Les déterminants de la dénutrition chez les
détenus dans notre milieu d'étude sont l'âge =46 ans
(ORa=3,530 ; IC95%= [1,731-7,201] ; pa=0,001) ; la prise d'un
seul repas par jour (ORa=15,195 ; IC95%= [6,363-89,489] ; pa=0,008) ;
l'appréciation sur la nourriture en quantité (insuffisante vs
suffisante) (ORa=4,018 ; IC95%= [1,851-8,723] ; pa=0,000) ainsi
que la contraction d'une maladie en prison (ORa=25,205; IC95%=
[3,408-70,558] ; pa=0,003)
CHAPITRE V. DISCUSSION DES
RESULTATS
Les résultats de cette étude montrent que sur un
total de 147 détenus ayant constitué notre échantillon, 52
soit 35,4% étaient malnutris. Nos résultats se rapprochent
à ceux de l'ONG « Terre des hommes-lausanne »
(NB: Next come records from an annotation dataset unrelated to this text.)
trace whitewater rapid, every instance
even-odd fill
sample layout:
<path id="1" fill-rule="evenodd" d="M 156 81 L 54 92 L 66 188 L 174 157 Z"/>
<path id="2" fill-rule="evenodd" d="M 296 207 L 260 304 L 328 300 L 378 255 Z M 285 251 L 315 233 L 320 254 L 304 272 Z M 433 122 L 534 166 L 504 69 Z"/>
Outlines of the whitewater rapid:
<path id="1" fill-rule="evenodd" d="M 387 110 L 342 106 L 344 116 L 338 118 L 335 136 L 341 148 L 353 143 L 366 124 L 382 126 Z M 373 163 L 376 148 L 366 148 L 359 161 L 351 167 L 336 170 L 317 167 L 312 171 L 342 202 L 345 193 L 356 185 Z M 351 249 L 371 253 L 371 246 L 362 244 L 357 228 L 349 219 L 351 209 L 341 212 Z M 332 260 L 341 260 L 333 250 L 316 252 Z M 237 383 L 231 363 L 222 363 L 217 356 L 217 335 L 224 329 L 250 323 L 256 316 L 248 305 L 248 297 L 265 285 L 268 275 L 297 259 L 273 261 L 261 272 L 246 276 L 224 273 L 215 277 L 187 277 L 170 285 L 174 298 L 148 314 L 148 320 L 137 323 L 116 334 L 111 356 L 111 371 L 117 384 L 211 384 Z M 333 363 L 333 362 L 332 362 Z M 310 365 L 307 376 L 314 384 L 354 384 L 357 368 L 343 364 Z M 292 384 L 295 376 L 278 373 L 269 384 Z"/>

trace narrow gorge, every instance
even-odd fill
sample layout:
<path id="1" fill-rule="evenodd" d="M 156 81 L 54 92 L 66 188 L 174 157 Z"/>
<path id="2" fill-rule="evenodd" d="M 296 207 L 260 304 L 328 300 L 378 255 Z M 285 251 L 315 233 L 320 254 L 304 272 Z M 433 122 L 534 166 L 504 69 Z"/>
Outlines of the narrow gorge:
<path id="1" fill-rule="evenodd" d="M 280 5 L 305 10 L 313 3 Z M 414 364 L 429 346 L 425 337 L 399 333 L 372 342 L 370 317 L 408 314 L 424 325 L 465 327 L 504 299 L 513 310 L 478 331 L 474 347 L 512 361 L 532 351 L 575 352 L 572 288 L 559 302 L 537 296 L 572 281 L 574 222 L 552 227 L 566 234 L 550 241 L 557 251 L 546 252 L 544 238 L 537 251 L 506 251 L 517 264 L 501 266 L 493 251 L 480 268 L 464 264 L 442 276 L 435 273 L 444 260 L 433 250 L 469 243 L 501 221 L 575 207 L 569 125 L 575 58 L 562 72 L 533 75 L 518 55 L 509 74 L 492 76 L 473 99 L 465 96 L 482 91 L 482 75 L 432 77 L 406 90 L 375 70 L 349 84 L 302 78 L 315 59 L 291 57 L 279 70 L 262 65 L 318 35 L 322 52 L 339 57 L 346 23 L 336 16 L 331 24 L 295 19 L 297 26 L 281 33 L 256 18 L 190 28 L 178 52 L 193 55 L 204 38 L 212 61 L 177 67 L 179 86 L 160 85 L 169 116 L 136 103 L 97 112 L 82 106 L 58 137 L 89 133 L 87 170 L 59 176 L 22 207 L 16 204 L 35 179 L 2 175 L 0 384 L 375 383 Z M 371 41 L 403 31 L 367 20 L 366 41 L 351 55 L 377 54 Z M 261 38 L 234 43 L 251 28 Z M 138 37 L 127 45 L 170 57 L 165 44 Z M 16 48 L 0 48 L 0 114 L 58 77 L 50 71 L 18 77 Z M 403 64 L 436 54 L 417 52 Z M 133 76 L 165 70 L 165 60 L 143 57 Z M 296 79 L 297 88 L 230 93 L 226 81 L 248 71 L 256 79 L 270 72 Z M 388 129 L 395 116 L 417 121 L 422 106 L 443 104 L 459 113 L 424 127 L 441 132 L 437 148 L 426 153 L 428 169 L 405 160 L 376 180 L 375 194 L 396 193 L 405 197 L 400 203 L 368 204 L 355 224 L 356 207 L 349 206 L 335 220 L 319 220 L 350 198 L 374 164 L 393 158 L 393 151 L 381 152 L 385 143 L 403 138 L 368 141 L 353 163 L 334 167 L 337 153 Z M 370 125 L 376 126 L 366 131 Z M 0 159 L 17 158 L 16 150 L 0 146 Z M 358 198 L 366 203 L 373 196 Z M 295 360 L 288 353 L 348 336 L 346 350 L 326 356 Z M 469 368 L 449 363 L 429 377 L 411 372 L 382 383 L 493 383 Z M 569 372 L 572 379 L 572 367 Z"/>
(à Conakry) qui rapportait, chez les détenus, la proportion de la
dénutrition de 36,2% (ONG Terre des hommes, 2011). Nos résultats
sont supérieurs de ceux de la MONUSCO qui avait noté une
fréquence de 23,75% des détentions à la MAC de Mbuji-Mayi.
Le contexte sociopolitique et économique peut contribuer à
expliquer ces différences. En effet, le contexte sociopolitique est plus
difficile à Kamina.
L'étude a indiqué une prédominance des
détenus dans la tranche d'âge comprise entre 19 et 45 ans (78,2%).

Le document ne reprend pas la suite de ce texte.